Section 7.08 — Governing Law: This License is governed by the laws of the State of California and venue shall be County of Santa Clara, State of California
Section 7.09 — Notice: Notices shall be in writing and shall be deemed delivered in person when delivered by courier or mailed postage prepaid by Certified or Registered Mail — Return Receipt Requested — to the person and address designated below. Notice shall be deemed given on the date of receipt — as evidenced in the case of Certified or Registered Mail by Return Receipt.
Section 7.10 — Pronouns/Gender: Pronouns shall refer to the masculine, feminine, neuter, singular or plural as the context shall require.

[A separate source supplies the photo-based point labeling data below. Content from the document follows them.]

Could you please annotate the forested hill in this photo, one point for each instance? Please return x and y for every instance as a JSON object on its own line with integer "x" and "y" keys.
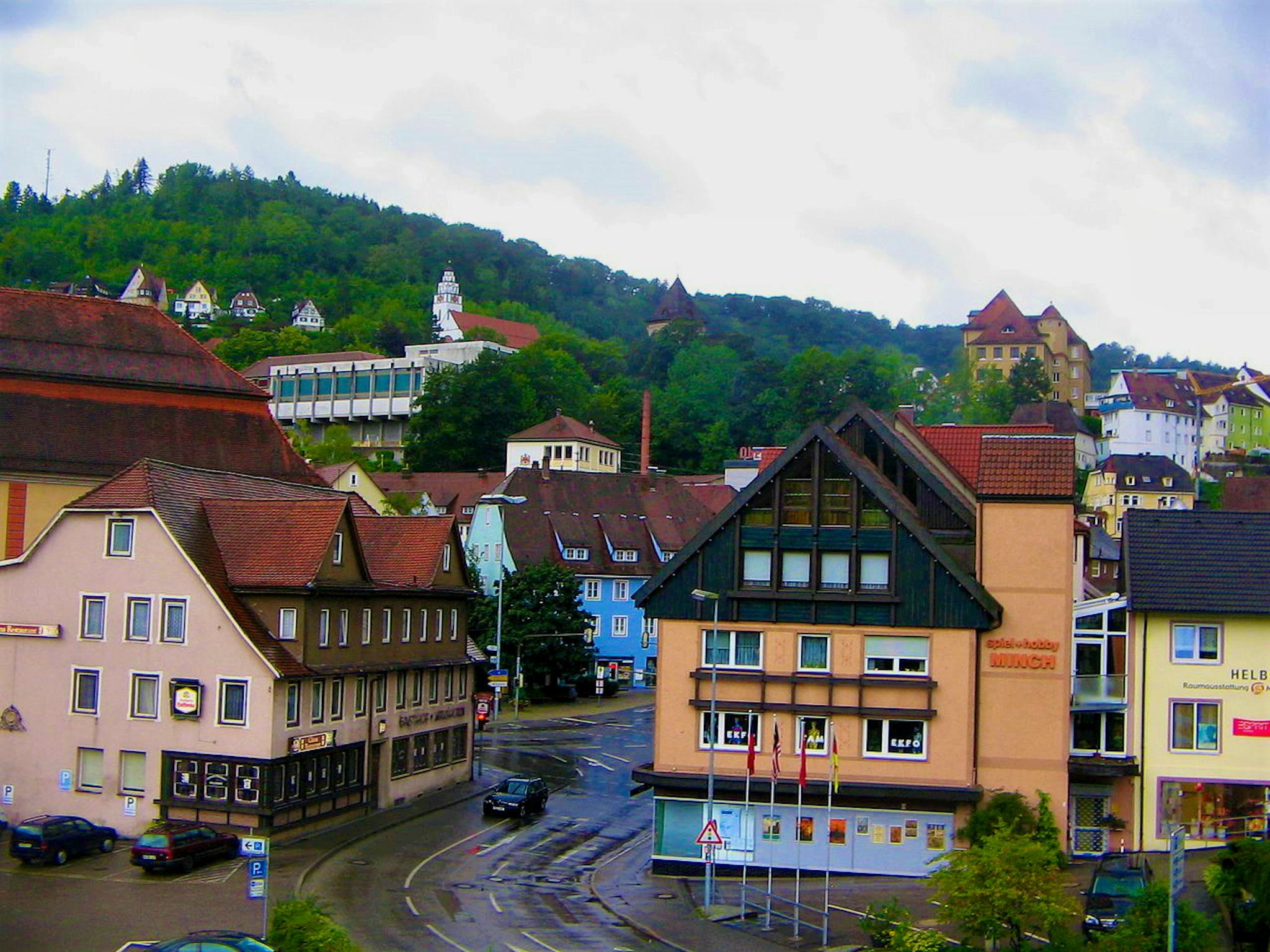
{"x": 288, "y": 242}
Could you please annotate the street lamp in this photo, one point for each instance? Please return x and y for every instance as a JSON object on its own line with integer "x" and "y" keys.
{"x": 704, "y": 596}
{"x": 500, "y": 499}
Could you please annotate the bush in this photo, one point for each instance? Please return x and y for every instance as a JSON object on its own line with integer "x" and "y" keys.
{"x": 304, "y": 926}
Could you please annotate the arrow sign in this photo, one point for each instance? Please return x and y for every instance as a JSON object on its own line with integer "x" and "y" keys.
{"x": 709, "y": 835}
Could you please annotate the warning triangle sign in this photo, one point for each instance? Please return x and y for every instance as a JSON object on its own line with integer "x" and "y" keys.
{"x": 709, "y": 835}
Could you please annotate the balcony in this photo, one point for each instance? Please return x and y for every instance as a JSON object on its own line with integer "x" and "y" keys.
{"x": 1099, "y": 692}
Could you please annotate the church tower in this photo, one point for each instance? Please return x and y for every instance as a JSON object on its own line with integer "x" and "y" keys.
{"x": 445, "y": 304}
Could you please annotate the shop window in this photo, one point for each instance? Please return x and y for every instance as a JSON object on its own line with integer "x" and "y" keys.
{"x": 729, "y": 730}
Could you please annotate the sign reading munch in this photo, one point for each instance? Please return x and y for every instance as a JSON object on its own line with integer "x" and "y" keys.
{"x": 1026, "y": 656}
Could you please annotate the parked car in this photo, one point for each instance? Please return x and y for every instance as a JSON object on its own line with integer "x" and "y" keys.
{"x": 517, "y": 796}
{"x": 56, "y": 839}
{"x": 180, "y": 845}
{"x": 213, "y": 941}
{"x": 1119, "y": 879}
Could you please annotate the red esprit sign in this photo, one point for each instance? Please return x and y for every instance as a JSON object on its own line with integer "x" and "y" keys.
{"x": 1244, "y": 728}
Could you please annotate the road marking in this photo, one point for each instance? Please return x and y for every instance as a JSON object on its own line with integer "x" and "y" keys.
{"x": 443, "y": 850}
{"x": 445, "y": 938}
{"x": 535, "y": 938}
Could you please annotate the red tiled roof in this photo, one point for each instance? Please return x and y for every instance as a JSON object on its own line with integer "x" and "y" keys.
{"x": 959, "y": 444}
{"x": 517, "y": 333}
{"x": 562, "y": 427}
{"x": 95, "y": 339}
{"x": 1026, "y": 466}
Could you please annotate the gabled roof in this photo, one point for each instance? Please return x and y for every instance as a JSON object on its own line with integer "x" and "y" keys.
{"x": 517, "y": 333}
{"x": 562, "y": 427}
{"x": 1197, "y": 562}
{"x": 111, "y": 342}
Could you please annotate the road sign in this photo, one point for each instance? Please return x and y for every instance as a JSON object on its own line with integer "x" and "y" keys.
{"x": 1178, "y": 861}
{"x": 709, "y": 835}
{"x": 253, "y": 845}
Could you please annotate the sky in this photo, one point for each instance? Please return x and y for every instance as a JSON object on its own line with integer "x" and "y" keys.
{"x": 910, "y": 159}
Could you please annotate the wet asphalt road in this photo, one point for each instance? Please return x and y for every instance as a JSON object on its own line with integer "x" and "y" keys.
{"x": 456, "y": 880}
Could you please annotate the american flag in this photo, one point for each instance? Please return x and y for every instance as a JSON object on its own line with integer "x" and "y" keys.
{"x": 776, "y": 751}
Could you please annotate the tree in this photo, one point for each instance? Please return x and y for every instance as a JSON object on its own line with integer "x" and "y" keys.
{"x": 1002, "y": 889}
{"x": 538, "y": 599}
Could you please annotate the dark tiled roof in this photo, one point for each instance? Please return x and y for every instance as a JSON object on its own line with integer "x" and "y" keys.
{"x": 562, "y": 427}
{"x": 1197, "y": 562}
{"x": 95, "y": 339}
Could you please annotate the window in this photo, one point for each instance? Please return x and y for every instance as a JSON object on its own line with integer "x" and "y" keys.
{"x": 286, "y": 625}
{"x": 895, "y": 738}
{"x": 835, "y": 570}
{"x": 133, "y": 772}
{"x": 796, "y": 570}
{"x": 86, "y": 685}
{"x": 293, "y": 703}
{"x": 730, "y": 730}
{"x": 173, "y": 621}
{"x": 118, "y": 537}
{"x": 231, "y": 703}
{"x": 318, "y": 701}
{"x": 1197, "y": 644}
{"x": 139, "y": 620}
{"x": 874, "y": 571}
{"x": 813, "y": 653}
{"x": 897, "y": 654}
{"x": 144, "y": 697}
{"x": 1196, "y": 725}
{"x": 89, "y": 763}
{"x": 756, "y": 569}
{"x": 732, "y": 649}
{"x": 93, "y": 617}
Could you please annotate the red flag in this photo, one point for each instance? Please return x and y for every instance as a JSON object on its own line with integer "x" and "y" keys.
{"x": 776, "y": 751}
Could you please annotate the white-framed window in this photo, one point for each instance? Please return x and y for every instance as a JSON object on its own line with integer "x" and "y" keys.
{"x": 894, "y": 738}
{"x": 1197, "y": 644}
{"x": 93, "y": 617}
{"x": 835, "y": 570}
{"x": 173, "y": 630}
{"x": 133, "y": 772}
{"x": 86, "y": 690}
{"x": 815, "y": 731}
{"x": 231, "y": 697}
{"x": 897, "y": 654}
{"x": 89, "y": 770}
{"x": 756, "y": 569}
{"x": 813, "y": 653}
{"x": 874, "y": 571}
{"x": 796, "y": 570}
{"x": 118, "y": 537}
{"x": 732, "y": 649}
{"x": 1196, "y": 726}
{"x": 729, "y": 730}
{"x": 144, "y": 696}
{"x": 139, "y": 620}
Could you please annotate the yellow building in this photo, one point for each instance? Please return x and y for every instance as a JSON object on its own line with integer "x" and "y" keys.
{"x": 1201, "y": 627}
{"x": 1123, "y": 483}
{"x": 1000, "y": 335}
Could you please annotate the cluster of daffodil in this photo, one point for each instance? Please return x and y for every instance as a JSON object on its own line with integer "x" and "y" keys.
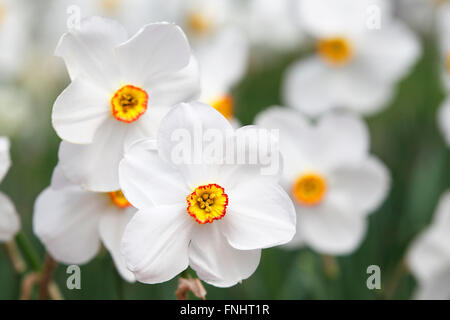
{"x": 116, "y": 183}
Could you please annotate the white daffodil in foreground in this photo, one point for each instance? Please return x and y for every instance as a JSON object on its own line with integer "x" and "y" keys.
{"x": 72, "y": 222}
{"x": 223, "y": 62}
{"x": 331, "y": 177}
{"x": 9, "y": 219}
{"x": 13, "y": 36}
{"x": 213, "y": 217}
{"x": 429, "y": 255}
{"x": 120, "y": 90}
{"x": 361, "y": 52}
{"x": 443, "y": 26}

Section 7.11 — Bankruptcy: If either party must institute, defend, appear or attend a bankruptcy proceeding as a result of the filing of bankruptcy by the other party, fees and expenses shall be born by the filing party. If either party has a bankruptcy proceeding filed against it, the other party shall recover attorney fees, expert witness fees, and other costs incurred by such other party in connection with the bankruptcy proceeding, hearing or trial.
Section 7.12 — Waiver: Waiver of breach of this License shall not constitute waiver of another breach. Failing to enforce a provision of this License shall not constitute a waiver or create an estoppel from enforcing such provision.

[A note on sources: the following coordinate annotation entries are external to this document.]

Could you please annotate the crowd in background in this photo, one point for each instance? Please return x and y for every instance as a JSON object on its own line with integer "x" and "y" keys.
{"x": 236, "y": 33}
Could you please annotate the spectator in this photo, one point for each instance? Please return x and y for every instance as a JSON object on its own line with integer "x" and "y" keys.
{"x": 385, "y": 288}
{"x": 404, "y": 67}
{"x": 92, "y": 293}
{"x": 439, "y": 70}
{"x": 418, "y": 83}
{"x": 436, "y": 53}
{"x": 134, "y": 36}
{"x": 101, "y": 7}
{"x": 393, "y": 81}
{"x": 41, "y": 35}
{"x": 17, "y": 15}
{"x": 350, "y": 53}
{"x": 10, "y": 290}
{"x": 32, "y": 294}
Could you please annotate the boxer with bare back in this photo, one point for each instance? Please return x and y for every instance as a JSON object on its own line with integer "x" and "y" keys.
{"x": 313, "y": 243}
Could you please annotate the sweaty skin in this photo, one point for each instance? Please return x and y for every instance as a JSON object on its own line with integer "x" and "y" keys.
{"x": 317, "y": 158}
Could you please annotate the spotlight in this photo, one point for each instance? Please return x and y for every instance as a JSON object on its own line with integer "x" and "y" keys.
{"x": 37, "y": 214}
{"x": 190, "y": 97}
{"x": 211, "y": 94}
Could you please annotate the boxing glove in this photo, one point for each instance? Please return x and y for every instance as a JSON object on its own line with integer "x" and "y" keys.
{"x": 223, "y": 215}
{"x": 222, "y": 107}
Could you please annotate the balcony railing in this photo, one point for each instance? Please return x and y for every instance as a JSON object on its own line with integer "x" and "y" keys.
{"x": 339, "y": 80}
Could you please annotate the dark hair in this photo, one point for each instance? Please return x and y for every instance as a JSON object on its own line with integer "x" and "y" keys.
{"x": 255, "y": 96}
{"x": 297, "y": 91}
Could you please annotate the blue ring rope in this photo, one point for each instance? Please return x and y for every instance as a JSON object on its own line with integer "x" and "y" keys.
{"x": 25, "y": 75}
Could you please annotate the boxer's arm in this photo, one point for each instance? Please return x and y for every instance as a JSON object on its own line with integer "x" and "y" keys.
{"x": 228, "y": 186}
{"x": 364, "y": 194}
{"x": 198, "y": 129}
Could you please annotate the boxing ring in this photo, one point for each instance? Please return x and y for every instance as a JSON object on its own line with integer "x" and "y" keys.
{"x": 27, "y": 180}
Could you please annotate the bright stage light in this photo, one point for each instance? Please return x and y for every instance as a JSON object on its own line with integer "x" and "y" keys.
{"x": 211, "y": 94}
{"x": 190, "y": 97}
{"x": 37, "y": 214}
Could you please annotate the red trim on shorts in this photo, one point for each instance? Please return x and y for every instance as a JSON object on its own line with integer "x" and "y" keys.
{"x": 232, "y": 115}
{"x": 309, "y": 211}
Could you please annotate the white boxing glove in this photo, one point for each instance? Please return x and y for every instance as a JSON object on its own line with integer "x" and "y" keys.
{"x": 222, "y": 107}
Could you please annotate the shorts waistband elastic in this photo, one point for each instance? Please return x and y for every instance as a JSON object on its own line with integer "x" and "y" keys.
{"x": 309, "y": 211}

Section 7.13 — Relationship of the Parties: It is agreed that the relationship of the parties is primarily that of Licensee and Licensor. Nothing herein shall be construed as creating partnership, employment relationship, or agency relationship between the parties, or as authorizing either party to act as agent for the other. Each party maintains its separate identity.
Section 7.14 — Arbitration: Any controversy or claim arising out of or relating to this Agreement, or breach thereof, shall be settled by binding arbitration in accordance with the Arbitration Rules of JAMS in San Jose, California. Judgment upon the award rendered by the arbitrators may be entered in any court having jurisdiction thereof. Qualified Arbitrators shall be selected by the parties in accordance with the Arbitration Rules of JAMS. Each party shall have the right of discovery as set forth by the rules and procedures of JAMS. The Arbitration shall be administered by JAMS.

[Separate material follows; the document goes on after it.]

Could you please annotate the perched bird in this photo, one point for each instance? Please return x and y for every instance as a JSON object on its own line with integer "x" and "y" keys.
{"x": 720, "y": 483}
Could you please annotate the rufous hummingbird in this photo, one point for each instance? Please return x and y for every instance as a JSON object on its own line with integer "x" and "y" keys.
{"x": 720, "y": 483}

Section 7.15 — Assurances: Each party hereby represents and warrants that all representations, warranties, recitals, statements and information provided to each other under this License are true, correct and accurate as of the date of this License to the best of their knowledge.
Section 7.16 — Litigation Expense: In the event of litigation or arbitration arising out of this Agreement, each party shall pay its own costs and expenses of litigation and arbitration (excluding fees and expenses of arbitrators and administrative fees and expenses of arbitration).
Section 7.17 – Prohibited Uses: In no event shall the software be used for any purposes that would reasonably be construed as promoting lewd and lascivious activities or behavior. Software shall not be used to store legally sensitive information such as social security numbers, bank account numbers, or credit card numbers or driver’s license information.